A horizontal line will be made across your lower abdomen just below the pubic hair line to reach your womb. Depending on circumstances, a vertical cut may be necessary in a small number of cases. Another cut will be made onto the uterus(womb) and the baby will be delivered through this opening. In some cases, a forceps or a vacuum may be used to assist in the delivery of the baby.
Although a Caesarean Section is considered safe, as with all surgeries, complications can sometimes occur even with the best effort of the surgical and nursing teams. Some of these are inherent in any operative procedure. If complications do occur, recovery may take a longer period of time and further procedures may be necessary.
Risk of complications may be higher if the surgery is an emergency and with increasing number of previous caesarean sections.
Frequent (more than 1 in 100 cases) complications include pain and numbness over the wound site, abdominal discomfort, wound complications, infection, bleeding, adhesions(scar tissue developing causing tissues and organs to stick together) etc.

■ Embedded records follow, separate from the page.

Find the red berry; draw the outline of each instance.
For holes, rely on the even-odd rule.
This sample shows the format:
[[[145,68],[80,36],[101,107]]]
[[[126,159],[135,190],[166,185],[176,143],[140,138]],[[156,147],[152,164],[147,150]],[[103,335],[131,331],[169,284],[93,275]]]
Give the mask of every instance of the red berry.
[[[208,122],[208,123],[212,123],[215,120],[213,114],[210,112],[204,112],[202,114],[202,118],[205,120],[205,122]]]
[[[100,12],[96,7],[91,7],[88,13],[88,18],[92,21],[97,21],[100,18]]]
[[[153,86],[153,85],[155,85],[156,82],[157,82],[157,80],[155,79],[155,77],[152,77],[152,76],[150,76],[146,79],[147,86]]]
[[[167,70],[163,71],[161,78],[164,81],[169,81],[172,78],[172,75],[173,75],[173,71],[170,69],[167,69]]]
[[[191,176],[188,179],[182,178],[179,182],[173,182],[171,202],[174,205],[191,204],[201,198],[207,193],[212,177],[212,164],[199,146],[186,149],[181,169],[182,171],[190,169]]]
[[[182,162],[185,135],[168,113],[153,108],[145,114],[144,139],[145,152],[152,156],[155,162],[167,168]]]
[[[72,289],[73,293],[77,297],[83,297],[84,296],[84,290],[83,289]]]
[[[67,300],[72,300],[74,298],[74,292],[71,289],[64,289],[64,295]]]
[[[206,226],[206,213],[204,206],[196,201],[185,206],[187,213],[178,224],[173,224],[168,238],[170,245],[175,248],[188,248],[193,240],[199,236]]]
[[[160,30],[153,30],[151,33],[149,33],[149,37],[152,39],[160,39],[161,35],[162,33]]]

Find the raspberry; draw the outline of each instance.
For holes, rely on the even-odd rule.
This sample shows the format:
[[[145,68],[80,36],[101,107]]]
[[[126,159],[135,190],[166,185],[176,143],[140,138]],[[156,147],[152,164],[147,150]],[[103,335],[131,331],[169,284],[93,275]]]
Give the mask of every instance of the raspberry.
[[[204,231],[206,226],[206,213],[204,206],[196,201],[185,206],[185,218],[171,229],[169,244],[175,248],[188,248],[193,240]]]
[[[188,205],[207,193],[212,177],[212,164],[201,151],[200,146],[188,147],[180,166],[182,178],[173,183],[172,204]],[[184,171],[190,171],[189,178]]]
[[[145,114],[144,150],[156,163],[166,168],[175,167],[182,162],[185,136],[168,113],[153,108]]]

Serious potential complications to the mother include massive bleeding requiring blood transfusion and if life-threatening the removal of the womb, injury of surrounding organs/structures such as the bladder, ureters or intestines, formation of clots in the deep veins etc.
Potential complications to the baby can include breathing difficulties at birth and injury to baby.
In future pregnancies, risks include needing a repeat Caesarean Section, uterine rupture(tearing of the scar of the womb), placenta complications, Caesarean scar ectopic etc.